Now that the summer weather has finally arrived and the sun streams into the PASS Maths offices it is inevitable that we turn our attention to exams and think of all the revision that is so hard to do when the rest of the world is outside enjoying itself.

There's only so much you can do with your text books, notes and old exercise books. Sometimes what you really need is some real practice at being tested. PASS Maths was therefore eager to find out about the new online tests featured on the BBC GCSE Bitesize Revision web site.

As you might expect from a site published by the BBC, the graphics and general layout of the site is clear and easy to use. So is it any use?

Firstly, the tests use a simple form-based page to obtain answers to a fixed set of questions, 5-10 per sub-topic. This format allows a wide range of readers to use the tests as it does not require sophisticated java-enabled browsers.

The theme of simplicity is, unfortunately, carried through to the mechanism used to mark the answers too. Mathematically correct, but unconventional answers are marked wrong. For example, expanding a(b+c) to ab+ca is not allowed. In some ways, if you know the system is consistently dumb then perhaps this isn't too restrictive. Anyway, what did we expect for nothing?

Trying to be clever about assessing algebraic and numeric input takes years of development. There's a tendency to think that just because we can put a full algebraic processing system inside a pocket calculator that assessing student input must be trivial.

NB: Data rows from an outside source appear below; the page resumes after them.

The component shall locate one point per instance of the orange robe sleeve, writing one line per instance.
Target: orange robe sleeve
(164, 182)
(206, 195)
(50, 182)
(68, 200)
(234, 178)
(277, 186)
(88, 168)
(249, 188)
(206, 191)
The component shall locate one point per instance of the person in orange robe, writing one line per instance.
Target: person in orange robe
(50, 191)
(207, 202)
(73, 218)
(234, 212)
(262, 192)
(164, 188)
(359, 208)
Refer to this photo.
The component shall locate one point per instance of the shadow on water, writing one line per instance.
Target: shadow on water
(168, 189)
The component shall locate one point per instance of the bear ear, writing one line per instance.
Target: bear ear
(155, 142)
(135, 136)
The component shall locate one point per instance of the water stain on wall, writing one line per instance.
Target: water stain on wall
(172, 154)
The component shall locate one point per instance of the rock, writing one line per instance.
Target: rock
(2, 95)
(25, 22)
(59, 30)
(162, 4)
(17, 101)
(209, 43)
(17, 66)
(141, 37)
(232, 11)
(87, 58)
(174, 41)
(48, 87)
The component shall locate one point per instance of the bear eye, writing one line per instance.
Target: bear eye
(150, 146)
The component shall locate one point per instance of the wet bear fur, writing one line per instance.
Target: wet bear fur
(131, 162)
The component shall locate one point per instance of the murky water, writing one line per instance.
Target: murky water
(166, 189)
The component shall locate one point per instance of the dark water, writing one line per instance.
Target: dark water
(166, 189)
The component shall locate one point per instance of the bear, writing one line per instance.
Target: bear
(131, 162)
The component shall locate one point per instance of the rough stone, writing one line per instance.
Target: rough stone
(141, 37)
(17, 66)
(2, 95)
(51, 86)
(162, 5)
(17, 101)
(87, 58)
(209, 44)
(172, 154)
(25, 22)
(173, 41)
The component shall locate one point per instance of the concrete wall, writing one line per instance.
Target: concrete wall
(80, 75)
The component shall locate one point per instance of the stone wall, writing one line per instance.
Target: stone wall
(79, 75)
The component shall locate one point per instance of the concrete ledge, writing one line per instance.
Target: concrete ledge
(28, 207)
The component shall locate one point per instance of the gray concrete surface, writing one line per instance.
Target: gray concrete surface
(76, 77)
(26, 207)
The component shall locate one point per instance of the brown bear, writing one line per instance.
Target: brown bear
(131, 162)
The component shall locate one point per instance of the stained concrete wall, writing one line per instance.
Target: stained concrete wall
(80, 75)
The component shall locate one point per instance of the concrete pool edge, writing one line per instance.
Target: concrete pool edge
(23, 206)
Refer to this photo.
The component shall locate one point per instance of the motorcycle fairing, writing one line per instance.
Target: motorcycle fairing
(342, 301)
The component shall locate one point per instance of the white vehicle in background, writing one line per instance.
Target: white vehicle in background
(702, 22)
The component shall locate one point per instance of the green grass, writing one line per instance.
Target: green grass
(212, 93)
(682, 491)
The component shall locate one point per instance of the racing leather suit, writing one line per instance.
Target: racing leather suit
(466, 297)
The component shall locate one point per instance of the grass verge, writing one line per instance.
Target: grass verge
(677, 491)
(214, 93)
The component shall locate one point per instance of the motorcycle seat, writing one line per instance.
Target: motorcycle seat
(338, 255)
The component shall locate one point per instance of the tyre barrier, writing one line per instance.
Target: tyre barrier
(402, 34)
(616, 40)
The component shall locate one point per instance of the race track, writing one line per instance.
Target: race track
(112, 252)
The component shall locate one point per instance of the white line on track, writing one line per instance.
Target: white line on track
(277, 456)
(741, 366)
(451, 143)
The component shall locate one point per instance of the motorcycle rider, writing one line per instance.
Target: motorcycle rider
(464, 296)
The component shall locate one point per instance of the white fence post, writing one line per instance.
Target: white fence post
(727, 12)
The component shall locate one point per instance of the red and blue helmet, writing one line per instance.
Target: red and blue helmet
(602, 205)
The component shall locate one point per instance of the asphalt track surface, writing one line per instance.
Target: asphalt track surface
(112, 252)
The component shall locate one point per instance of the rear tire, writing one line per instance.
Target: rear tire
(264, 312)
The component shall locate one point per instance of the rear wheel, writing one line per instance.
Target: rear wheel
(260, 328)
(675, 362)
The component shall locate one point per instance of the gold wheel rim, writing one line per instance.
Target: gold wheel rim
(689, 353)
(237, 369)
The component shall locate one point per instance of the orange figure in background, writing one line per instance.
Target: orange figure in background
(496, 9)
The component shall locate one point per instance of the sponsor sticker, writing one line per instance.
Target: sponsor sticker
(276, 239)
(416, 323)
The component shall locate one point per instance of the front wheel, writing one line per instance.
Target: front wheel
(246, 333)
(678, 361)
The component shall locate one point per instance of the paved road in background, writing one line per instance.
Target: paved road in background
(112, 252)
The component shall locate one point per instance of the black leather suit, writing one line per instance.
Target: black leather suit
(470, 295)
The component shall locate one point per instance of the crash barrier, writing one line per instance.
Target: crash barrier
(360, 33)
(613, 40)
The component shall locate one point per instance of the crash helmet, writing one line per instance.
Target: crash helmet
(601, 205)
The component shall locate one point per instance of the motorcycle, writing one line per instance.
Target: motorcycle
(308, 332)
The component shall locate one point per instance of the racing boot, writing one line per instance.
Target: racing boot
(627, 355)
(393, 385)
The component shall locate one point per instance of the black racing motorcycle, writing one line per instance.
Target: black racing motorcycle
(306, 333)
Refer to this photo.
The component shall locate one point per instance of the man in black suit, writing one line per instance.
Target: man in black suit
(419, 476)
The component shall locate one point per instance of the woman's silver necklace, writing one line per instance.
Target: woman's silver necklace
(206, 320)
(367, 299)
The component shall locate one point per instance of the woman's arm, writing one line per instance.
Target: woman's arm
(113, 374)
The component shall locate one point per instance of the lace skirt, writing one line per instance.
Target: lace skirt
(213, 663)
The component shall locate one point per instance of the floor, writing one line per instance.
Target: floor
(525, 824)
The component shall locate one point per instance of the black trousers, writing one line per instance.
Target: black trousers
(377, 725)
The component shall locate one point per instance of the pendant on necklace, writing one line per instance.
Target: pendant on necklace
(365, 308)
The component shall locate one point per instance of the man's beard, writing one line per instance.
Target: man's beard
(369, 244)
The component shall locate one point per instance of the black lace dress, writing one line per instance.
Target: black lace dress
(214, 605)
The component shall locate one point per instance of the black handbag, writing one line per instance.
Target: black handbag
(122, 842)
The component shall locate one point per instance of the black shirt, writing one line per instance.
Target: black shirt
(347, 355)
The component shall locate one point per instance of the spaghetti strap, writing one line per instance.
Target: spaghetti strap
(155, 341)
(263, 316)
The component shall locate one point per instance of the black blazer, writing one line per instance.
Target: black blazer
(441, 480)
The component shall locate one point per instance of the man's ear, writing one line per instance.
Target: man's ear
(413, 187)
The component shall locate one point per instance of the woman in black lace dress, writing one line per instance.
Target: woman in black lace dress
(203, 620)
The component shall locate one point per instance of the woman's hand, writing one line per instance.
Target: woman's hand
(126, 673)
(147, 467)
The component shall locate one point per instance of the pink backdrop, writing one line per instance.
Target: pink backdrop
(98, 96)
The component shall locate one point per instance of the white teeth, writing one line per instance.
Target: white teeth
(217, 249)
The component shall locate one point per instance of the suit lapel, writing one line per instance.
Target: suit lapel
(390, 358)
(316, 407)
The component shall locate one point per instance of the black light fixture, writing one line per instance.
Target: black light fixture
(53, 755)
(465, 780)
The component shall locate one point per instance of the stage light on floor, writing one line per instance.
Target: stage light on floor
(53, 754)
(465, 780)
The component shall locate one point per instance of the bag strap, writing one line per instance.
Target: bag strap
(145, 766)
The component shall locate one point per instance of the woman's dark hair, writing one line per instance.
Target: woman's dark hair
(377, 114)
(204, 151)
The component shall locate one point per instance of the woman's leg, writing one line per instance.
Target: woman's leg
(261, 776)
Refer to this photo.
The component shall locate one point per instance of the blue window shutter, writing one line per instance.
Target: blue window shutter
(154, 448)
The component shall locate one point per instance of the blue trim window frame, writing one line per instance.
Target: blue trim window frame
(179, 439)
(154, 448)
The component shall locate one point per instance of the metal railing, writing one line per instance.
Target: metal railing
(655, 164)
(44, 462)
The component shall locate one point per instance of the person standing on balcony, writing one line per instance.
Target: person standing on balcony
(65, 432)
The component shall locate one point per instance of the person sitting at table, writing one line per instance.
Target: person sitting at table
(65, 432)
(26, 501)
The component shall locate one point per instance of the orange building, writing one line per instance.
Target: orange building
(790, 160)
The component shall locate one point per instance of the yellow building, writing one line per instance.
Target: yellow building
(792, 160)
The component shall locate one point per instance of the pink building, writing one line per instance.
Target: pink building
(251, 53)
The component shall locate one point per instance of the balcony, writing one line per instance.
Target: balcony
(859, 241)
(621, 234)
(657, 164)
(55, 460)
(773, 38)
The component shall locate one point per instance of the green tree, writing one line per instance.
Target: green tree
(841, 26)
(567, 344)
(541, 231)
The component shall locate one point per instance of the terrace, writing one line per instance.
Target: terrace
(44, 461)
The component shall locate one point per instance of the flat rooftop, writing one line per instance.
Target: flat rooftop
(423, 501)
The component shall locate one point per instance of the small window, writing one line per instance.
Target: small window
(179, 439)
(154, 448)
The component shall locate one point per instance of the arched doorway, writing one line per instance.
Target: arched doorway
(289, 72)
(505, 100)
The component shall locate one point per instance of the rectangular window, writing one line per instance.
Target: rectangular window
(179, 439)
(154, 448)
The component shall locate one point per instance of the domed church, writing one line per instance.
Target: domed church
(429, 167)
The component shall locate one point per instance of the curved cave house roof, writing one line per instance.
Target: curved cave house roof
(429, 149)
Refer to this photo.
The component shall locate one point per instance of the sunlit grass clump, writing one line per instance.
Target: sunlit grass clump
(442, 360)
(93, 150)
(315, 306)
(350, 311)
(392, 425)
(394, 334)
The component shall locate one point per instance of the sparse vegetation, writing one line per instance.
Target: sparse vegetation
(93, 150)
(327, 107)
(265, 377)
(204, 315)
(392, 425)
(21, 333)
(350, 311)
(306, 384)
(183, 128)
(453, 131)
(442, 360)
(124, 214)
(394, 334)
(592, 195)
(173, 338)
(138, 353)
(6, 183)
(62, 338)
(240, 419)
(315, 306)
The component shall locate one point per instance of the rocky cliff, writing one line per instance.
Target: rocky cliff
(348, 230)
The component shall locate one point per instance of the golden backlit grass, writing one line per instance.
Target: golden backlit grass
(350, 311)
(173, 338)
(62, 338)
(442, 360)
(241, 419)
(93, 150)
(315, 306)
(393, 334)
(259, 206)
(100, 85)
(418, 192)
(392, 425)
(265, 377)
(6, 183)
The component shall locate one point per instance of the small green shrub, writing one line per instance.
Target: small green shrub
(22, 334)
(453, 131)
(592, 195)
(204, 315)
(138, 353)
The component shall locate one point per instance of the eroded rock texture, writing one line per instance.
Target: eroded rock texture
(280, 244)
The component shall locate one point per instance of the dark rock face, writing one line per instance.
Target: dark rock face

Well it's not.

Ten years ago, if you had asked us which subject was more likely to yield to automated assessment first, maths or history, we would have probably all said maths. After all, computers can "understand" maths. The syntax they use to represent it may leave something to be desired but provided we can communicate with them we feel confident that they "know" what we mean by x2.

And yet, researchers in America are suggesting that they have built an automated system for marking essays which can perform at least as consistently as human markers. The system uses elaborate pattern-matching techniques similar to those in the Excite Internet search engine to imitate the human markers that train it.

People sometimes criticise students of mathematics for simply "turning the handle" of their calculators in exams and not developing a true understanding of the concepts. However, perhaps in future years those students will be able to turn the tables on their critics. After all, if a computer can mark a history essay without even understanding what "history" means can we be sure the student is any better?